When a host receives an IPv4 packet destined to itself, there are several operations that it must perform. First, it must check the packet’s checksum. If the checksum is incorrect, the packet is discarded. Then, it must check whether the packet has been fragmented. If yes, the packet is passed to the reassembly algorithm described earlier. Otherwise, the packet must be passed to the upper layer. This is done by looking at the Protocol field (6 for TCP, 17 for UDP). If the host does not implement the transport layer protocol corresponding to the received Protocol field, it sends a Protocol unreachable ICMP message to the sending host. If the received packet contains an ICMP message (Protocol field set to 1), the processing is more complex. An Echo-request ICMP message triggers the transmission of an ICMP Echo-reply message. The other types of ICMP messages indicate an error that was caused by a previously transmitted packet. These ICMP messages are usually forwarded to the transport protocol that sent the erroneous packet. This can be done by inspecting the contents of the ICMP message that includes the header and the first 64 bits of the erroneous packet. If the IP packet did not contain options, which is the case for most IPv4 packets, the transport protocol can find in the first 32 bits of the transport header the source and destination ports to determine the affected transport flow. This is important for Path MTU discovery for example.

When a router receives an IPv4 packet, it must first check the packet’s checksum. If the checksum is invalid, it is discarded. Otherwise, the router must check whether the destination address is one of the IPv4 addresses assigned to the router. If so, the router must behave as a host and process the packet as described above. Although routers mainly forward IPv4 packets, they sometimes need to be accessed as hosts by network operators or network management software. If the packet is not addressed to the router, it must be forwarded on an outgoing interface according to the router’s routing table. The router first decrements the packet’s TTL. If the TTL reaches 0, a TTL Exceeded ICMP message is sent back to the source. As the packet header has been modified, the checksum must be recomputed. Fortunately, as IPv4 uses an arithmetic checksum, a router can incrementally update the packet’s checksum as described in RFC 1624. Then, the router performs a longest prefix match for the packet’s destination address in its forwarding table. If no match is found, the router must return a Destination unreachable ICMP message to the source. Otherwise, the lookup returns the interface over which the packet must be forwarded. Before forwarding the packet over this interface, the router must first compare the length of the packet with the MTU of the outgoing interface. If the packet is smaller than the MTU, it is forwarded. Otherwise, a Fragmentation needed ICMP message is sent if the DF flag was sent or the packet is fragmented if the DF was not set.

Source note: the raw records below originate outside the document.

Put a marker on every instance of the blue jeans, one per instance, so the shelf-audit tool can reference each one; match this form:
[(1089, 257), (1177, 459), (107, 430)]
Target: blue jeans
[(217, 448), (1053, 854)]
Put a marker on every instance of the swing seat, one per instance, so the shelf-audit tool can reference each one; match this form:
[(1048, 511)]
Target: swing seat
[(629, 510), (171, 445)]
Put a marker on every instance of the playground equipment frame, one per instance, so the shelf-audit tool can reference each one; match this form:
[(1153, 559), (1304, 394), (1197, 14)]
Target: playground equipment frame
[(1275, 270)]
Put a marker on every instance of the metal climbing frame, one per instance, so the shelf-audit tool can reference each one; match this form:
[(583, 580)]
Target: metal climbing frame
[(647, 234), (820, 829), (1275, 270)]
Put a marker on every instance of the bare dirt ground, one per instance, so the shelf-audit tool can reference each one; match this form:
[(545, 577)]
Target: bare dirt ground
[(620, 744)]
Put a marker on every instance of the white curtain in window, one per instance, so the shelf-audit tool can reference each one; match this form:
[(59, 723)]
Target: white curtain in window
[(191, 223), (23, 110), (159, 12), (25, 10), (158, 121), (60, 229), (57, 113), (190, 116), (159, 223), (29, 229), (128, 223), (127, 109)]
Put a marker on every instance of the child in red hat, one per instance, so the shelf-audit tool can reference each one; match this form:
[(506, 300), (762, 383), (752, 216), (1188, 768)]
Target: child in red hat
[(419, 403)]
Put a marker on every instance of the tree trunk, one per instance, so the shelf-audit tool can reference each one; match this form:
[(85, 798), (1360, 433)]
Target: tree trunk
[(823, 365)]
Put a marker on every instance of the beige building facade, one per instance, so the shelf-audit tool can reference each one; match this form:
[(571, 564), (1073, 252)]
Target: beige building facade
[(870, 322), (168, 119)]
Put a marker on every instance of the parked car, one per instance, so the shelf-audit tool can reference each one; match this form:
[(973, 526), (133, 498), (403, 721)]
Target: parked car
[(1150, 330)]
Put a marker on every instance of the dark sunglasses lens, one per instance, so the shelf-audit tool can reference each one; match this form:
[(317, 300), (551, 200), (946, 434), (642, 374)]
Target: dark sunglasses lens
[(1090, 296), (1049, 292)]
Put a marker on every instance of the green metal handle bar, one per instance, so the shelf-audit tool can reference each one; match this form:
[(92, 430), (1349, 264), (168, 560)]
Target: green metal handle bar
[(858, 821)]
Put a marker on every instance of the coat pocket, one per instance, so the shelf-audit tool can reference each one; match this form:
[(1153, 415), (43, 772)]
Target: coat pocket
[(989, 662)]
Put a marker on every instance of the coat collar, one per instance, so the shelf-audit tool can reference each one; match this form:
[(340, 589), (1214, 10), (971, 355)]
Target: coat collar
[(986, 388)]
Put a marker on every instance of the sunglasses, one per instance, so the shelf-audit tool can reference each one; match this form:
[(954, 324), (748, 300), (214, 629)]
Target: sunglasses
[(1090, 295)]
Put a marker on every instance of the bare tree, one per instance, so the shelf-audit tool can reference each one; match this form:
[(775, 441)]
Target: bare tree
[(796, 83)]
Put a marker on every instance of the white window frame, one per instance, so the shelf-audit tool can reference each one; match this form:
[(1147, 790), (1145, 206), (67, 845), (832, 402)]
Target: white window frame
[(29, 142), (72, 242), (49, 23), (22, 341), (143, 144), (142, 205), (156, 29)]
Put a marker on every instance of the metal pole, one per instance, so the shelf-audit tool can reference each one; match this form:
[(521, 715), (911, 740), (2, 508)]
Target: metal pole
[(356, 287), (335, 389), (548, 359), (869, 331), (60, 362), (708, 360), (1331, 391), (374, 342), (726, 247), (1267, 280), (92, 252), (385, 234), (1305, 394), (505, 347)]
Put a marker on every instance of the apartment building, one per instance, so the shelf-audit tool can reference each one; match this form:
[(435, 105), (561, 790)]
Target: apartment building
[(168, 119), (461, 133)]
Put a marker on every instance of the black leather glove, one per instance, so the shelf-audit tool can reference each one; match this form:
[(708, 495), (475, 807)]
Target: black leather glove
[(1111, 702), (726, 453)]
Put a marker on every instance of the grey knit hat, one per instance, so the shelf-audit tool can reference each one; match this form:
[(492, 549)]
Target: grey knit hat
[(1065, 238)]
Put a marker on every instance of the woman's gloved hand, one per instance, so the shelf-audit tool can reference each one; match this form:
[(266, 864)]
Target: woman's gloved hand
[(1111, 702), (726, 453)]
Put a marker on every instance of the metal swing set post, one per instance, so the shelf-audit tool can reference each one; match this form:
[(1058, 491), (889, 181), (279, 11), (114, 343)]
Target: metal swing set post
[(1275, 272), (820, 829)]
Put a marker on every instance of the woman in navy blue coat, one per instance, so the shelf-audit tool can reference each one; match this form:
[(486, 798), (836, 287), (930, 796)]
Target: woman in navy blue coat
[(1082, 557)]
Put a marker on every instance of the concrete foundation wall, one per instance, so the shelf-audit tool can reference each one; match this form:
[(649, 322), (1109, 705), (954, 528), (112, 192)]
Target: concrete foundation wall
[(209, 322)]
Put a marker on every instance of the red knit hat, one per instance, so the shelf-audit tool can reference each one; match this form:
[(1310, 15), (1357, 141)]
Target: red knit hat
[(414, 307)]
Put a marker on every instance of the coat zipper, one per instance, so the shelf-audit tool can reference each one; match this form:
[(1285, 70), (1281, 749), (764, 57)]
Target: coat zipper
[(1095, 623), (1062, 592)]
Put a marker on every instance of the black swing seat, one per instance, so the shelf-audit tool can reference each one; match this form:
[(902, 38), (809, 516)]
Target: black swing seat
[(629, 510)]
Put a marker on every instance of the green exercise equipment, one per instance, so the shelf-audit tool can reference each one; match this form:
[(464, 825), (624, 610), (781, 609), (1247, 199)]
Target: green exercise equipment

Note: Longest prefix match in IP routers

Performing the longest prefix match at line rate on routers requires highly tuned data structures and algorithms. Consider for example an implementation of the longest match based on a Radix tree on a router with a 10 Gbps link. On such a link, a router can receive 31,250,000 40 bytes IPv4 packets every second. To forward the packets at line rate, the router must process one IPv4 packet every 32 nanoseconds. This cannot be achieved by a software implementation. For a hardware implementation, the main difficulty lies in the number of memory accesses that are necessary to perform the longest prefix match. 32 nanoseconds is very small compared to the memory accesses that are required by a naive longest prefix match implement. Additional information about faster longest prefix match algorithms may be found in [Varghese2005].